Mit diesen und anderen Aktivitäten behauptet München sich unter den Top 3 der deutschen Städte auf dem Weg zu einer echten Smart City München.

Fünf zentrale Projekte der Smart-City-Transformation in München, Quelle: Haselhorst Associates

Insgesamt großer Nachholbedarf bei der Entwicklung intelligenter Städte

Die deutschen Kommunen haben bei der Entwicklung von Smart Cities zwischen 2018 und 2019 Fortschritte gemacht. Besonders gut entwickelt sind die Sektoren Smart Mobility und Smart Energy & Environment. Aber das Ranking von 2019 zeigt auch, dass bei der Entwicklung von Smart-City-Strategien und den Investitionen in die digitale Infrastruktur noch Nachholbedarf besteht. Insbesondere flächendeckende Glasfasernetze seien hier genannt.

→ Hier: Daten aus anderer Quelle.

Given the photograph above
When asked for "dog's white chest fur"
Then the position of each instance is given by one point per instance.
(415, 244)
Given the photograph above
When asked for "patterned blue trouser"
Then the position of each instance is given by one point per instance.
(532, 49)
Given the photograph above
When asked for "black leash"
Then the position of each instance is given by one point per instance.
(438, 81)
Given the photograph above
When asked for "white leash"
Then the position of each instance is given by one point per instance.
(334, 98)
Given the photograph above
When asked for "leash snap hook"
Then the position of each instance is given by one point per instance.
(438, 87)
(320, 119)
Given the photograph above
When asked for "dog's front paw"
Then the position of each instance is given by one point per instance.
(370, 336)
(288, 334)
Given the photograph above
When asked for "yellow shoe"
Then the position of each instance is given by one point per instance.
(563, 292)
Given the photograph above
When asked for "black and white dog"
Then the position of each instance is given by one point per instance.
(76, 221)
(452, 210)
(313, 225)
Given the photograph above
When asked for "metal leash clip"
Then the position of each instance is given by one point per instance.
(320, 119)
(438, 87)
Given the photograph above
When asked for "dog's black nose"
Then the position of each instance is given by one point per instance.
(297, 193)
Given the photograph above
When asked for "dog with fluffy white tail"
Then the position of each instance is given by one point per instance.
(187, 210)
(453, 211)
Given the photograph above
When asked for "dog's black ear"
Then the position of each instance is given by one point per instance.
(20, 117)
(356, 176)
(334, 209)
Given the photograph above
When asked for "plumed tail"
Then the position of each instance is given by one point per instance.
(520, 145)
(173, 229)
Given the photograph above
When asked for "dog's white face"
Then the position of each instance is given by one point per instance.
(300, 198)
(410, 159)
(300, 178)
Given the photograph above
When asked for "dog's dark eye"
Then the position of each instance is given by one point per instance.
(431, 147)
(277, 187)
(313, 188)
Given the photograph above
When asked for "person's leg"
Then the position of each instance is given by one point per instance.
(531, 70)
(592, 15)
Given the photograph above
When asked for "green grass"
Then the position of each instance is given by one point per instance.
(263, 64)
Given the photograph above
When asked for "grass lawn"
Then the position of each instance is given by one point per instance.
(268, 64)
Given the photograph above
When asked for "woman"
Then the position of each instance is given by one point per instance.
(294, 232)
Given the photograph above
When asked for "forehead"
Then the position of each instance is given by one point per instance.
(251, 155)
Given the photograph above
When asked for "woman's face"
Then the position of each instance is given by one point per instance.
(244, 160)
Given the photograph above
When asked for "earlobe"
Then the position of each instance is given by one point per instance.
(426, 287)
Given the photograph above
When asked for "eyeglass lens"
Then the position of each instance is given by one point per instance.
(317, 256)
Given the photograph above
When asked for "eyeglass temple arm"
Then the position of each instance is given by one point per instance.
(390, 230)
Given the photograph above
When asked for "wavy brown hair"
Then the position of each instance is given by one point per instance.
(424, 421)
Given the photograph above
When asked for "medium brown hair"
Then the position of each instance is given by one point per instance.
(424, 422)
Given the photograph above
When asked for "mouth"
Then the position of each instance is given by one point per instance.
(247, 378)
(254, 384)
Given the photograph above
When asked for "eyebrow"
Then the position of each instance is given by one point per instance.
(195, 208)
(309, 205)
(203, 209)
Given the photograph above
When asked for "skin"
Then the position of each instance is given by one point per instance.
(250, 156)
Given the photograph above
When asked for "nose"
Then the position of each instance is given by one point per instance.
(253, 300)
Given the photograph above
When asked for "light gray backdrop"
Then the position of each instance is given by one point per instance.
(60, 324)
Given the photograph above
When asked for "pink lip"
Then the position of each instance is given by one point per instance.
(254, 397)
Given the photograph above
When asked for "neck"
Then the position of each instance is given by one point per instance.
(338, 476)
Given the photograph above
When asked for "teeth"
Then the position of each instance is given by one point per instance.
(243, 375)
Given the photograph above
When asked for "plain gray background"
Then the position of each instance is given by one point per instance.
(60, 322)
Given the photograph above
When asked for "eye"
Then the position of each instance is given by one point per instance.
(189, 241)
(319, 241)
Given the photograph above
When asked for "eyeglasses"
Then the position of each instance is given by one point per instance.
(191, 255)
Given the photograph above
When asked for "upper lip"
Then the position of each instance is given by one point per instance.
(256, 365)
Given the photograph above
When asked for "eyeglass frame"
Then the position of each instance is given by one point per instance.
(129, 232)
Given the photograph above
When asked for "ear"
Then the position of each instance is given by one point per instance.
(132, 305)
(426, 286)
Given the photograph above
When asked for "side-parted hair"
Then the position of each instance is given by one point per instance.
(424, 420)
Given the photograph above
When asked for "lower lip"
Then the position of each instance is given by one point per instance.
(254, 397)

München ist Landeshauptstadt und wichtiger Anker einer ganzen Region. In dieser Rolle konnte die Stadt die Position des Vorreiters weiterhin behaupten. Sie schöpft mit kreativen Projekten die bestehenden Entwicklungspotenziale aus, um eine langfristige Transformation zur Smart City München erfolgreich zu gestalten. Die kommende Studie von Haselhorst Associates wird den Erfolg und die Fortschritte daher mit Sicherheit erneut aufzeigen.